The fluctuation of estradiol and progesterone levels across the menstrual cycle influences the endogenous opioid system, but it is unknown if this change in hormone levels affects the response to naltrexone. Additionally, hormonal contraception is known to affect cortisol response to stress, but it is unclear if its use would also impact hormonal response to naltrexone. With this in mind, the studies in this dissertation were designed to investigate whether endogenous (differences in sex hormone levels due to menstrual cycle phase) and exogenous factors (hormonal contraception) contribute to sex differences in response to naltrexone.

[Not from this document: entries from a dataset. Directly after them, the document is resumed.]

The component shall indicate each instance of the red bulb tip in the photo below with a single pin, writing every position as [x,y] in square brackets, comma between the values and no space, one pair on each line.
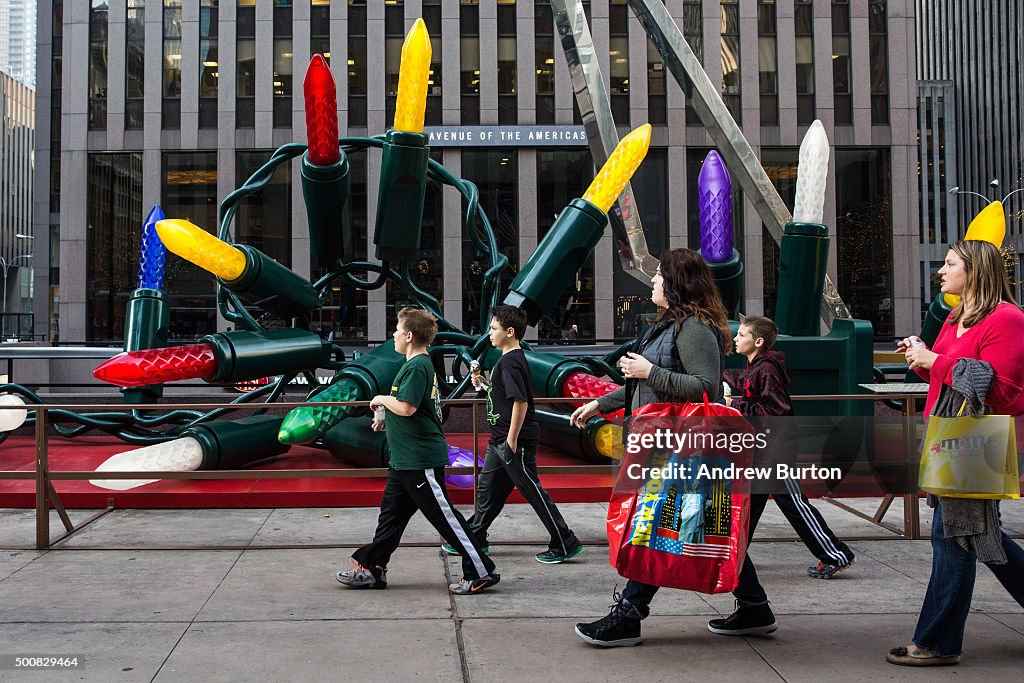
[158,366]
[322,113]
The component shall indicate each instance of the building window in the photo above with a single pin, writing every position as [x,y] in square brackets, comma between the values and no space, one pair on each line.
[619,61]
[842,73]
[780,165]
[356,62]
[189,190]
[730,57]
[245,47]
[805,61]
[208,65]
[544,58]
[264,218]
[507,73]
[283,66]
[97,66]
[469,60]
[768,61]
[496,173]
[650,191]
[320,29]
[432,17]
[134,63]
[428,270]
[879,40]
[863,228]
[693,34]
[394,38]
[114,205]
[344,309]
[172,66]
[562,175]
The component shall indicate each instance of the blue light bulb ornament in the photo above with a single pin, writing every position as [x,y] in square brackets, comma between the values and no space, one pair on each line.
[153,254]
[148,311]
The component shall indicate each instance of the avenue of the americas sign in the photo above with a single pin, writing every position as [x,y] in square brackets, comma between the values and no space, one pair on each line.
[506,136]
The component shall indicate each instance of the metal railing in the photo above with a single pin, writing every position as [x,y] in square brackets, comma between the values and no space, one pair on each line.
[47,497]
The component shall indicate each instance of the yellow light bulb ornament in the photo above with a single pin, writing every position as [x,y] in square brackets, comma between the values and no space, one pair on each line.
[411,103]
[988,225]
[623,163]
[197,246]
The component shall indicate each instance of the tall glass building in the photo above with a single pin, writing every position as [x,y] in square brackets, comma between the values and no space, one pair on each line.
[177,101]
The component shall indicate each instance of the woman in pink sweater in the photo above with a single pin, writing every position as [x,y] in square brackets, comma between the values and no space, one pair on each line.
[986,326]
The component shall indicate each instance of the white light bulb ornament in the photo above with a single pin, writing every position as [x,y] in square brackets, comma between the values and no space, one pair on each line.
[808,206]
[181,455]
[10,419]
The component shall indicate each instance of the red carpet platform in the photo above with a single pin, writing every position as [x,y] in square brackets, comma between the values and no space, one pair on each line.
[86,453]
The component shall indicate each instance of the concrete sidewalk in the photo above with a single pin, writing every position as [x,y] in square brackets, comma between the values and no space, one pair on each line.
[261,614]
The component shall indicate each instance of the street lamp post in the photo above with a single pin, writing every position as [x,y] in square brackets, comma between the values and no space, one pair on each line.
[6,266]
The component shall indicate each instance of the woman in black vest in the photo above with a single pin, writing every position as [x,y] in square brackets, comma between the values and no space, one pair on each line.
[679,358]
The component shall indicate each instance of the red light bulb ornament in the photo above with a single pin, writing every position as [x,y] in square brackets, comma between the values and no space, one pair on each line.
[324,169]
[322,113]
[220,357]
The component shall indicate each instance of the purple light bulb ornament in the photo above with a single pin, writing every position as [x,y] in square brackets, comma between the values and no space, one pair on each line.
[461,458]
[153,253]
[715,200]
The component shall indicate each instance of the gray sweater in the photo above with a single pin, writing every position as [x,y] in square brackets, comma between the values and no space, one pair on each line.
[697,347]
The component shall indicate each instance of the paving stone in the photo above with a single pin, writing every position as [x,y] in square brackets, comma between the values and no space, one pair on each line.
[270,585]
[329,651]
[114,586]
[105,651]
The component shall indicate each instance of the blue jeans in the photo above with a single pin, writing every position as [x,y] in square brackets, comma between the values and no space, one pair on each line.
[947,601]
[749,591]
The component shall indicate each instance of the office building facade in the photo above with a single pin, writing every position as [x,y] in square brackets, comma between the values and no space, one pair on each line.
[179,101]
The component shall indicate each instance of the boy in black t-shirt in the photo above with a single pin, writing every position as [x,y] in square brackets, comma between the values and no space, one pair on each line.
[511,459]
[416,471]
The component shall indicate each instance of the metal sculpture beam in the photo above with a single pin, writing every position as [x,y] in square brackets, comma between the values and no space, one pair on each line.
[595,109]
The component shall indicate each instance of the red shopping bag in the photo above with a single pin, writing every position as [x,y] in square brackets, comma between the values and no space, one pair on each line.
[671,522]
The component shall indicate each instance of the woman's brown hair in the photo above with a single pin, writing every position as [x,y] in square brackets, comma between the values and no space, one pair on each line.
[987,284]
[690,290]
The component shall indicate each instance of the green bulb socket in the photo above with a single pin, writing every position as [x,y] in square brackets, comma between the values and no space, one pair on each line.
[271,286]
[232,444]
[353,441]
[803,259]
[560,434]
[549,371]
[399,200]
[557,259]
[728,278]
[146,319]
[247,355]
[325,189]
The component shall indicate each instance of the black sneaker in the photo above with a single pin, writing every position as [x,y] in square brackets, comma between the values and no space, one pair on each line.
[824,570]
[556,556]
[619,629]
[474,586]
[747,621]
[360,577]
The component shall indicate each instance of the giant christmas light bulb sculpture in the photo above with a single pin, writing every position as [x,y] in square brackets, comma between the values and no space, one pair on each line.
[368,376]
[576,231]
[220,444]
[222,356]
[804,248]
[324,169]
[242,269]
[403,167]
[147,314]
[715,202]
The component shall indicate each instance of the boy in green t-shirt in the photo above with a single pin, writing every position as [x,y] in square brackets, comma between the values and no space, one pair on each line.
[416,472]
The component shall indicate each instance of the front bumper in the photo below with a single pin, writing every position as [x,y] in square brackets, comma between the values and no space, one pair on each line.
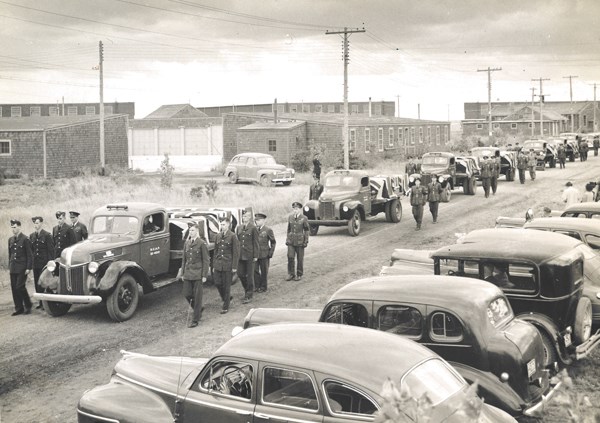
[71,299]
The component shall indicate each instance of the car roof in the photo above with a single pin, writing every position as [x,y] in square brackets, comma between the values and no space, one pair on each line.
[454,291]
[587,225]
[363,356]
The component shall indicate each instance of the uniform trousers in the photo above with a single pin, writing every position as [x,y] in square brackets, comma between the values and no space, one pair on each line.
[19,291]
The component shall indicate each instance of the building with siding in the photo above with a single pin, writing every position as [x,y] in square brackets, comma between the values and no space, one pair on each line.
[61,146]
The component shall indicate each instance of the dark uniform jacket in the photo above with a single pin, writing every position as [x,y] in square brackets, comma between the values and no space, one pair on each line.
[80,231]
[196,260]
[63,237]
[266,242]
[227,252]
[19,254]
[298,231]
[248,237]
[42,247]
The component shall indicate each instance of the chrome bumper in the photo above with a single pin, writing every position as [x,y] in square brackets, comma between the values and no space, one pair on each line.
[71,299]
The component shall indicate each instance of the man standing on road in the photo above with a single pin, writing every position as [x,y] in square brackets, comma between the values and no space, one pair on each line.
[266,244]
[248,237]
[297,240]
[225,261]
[20,261]
[63,235]
[42,248]
[193,271]
[79,228]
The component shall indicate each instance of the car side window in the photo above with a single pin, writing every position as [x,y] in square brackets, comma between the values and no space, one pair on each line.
[347,314]
[445,327]
[289,388]
[343,400]
[400,320]
[231,378]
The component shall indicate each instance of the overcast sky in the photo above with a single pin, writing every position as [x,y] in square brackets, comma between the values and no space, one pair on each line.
[209,53]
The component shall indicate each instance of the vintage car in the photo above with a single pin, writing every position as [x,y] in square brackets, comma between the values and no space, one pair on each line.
[350,196]
[260,168]
[283,373]
[467,322]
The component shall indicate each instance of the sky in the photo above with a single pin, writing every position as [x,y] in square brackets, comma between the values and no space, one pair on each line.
[421,54]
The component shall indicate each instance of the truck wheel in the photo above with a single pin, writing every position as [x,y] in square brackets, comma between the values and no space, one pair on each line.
[56,309]
[121,304]
[354,224]
[582,329]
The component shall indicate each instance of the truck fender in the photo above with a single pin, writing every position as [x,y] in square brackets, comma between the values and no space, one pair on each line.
[124,403]
[491,389]
[116,269]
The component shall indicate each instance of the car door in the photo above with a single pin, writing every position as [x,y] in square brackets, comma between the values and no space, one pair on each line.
[224,392]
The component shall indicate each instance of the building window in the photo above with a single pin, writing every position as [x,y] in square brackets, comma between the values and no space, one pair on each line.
[4,147]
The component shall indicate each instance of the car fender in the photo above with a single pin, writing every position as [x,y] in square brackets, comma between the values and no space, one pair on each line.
[124,402]
[491,389]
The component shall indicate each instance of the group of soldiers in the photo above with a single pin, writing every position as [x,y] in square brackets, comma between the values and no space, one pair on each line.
[27,254]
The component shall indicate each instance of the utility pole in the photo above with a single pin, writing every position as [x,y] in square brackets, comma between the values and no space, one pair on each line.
[101,66]
[346,57]
[570,77]
[541,95]
[489,71]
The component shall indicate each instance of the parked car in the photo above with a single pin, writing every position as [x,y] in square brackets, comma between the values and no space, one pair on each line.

The first study of this dissertation demonstrated that women had a greater ACTH and cortisol response to naltrexone than men, corroborating several studies indicating sex differences in response to opioid receptor agonists and antagonists. In order to identify a mechanism contributing to this result, I designed a follow-up study to investigate the effects of menstrual cycle phase on hormonal and subjective response to naltrexone. In contrast to the results of the first study, the results of the follow-up study indicated that sex differences in response to naltrexone may only be apparent when testing women at certain times of the menstrual cycle. Women in the luteal phase of the menstrual cycle had significantly greater hormonal and subjective response to naltrexone than both women tested during the early follicular phase and men, while the latter two groups generally did not differ in their response. These results suggest that men and women do not have static, organizational differences in the endogenous opioid system, but instead, endogenous opioid activity fluctuates across the menstrual cycle, creating phase-specific sex differences.
The third study presented in this dissertation indicated that hormonal contraception can also influence response to naltrexone. Women using hormonal contraception demonstrated a significantly attenuated salivary cortisol diurnal rhythm, as well as blunted cortisol response to a stressor and naltrexone, than non-contraception using women. However, in contrast to the menstrual cycle-related results, subjective response to naltrexone and a stressor did not differ between groups. Because naltrexone's effects on subjective mood are related to its effects on opioid transmission, these results suggest hormonal contraception can affect responses to naltrexone without altering the endogenous opioid system.
The results presented in this dissertation have at least two major implications. Naltrexone, along with nalmefene and naloxone, is commonly used in laboratory studies to probe endogenous neurotransmitter (e.g., opioids and dopamine) and hormone systems. Thus, one implication from the current results is that menstrual cycle phase and hormonal contraception use should be taken into account when designing studies measuring hormonal and subjective response to naltrexone in women. More importantly, these results could also impact the use of naltrexone in the treatment of addictions. For example, the date to start naltrexone treatment could be planned to coincide with a menstrual cycle phase that that coincides with a drug-sensitivity that is optimal for medication efficacy. Future studies should replicate the current results in drug-dependent populations that are candidates to receive naltrexone pharmacotherapy. If women in these patient populations are still shown to have increased sensitivity to naltrexone during the luteal phase of the menstrual cycle, then follow-up studies should examine the relationship between starting treatment at various points of the menstrual cycle and treatment outcomes. (Abstract shortened by UMI.)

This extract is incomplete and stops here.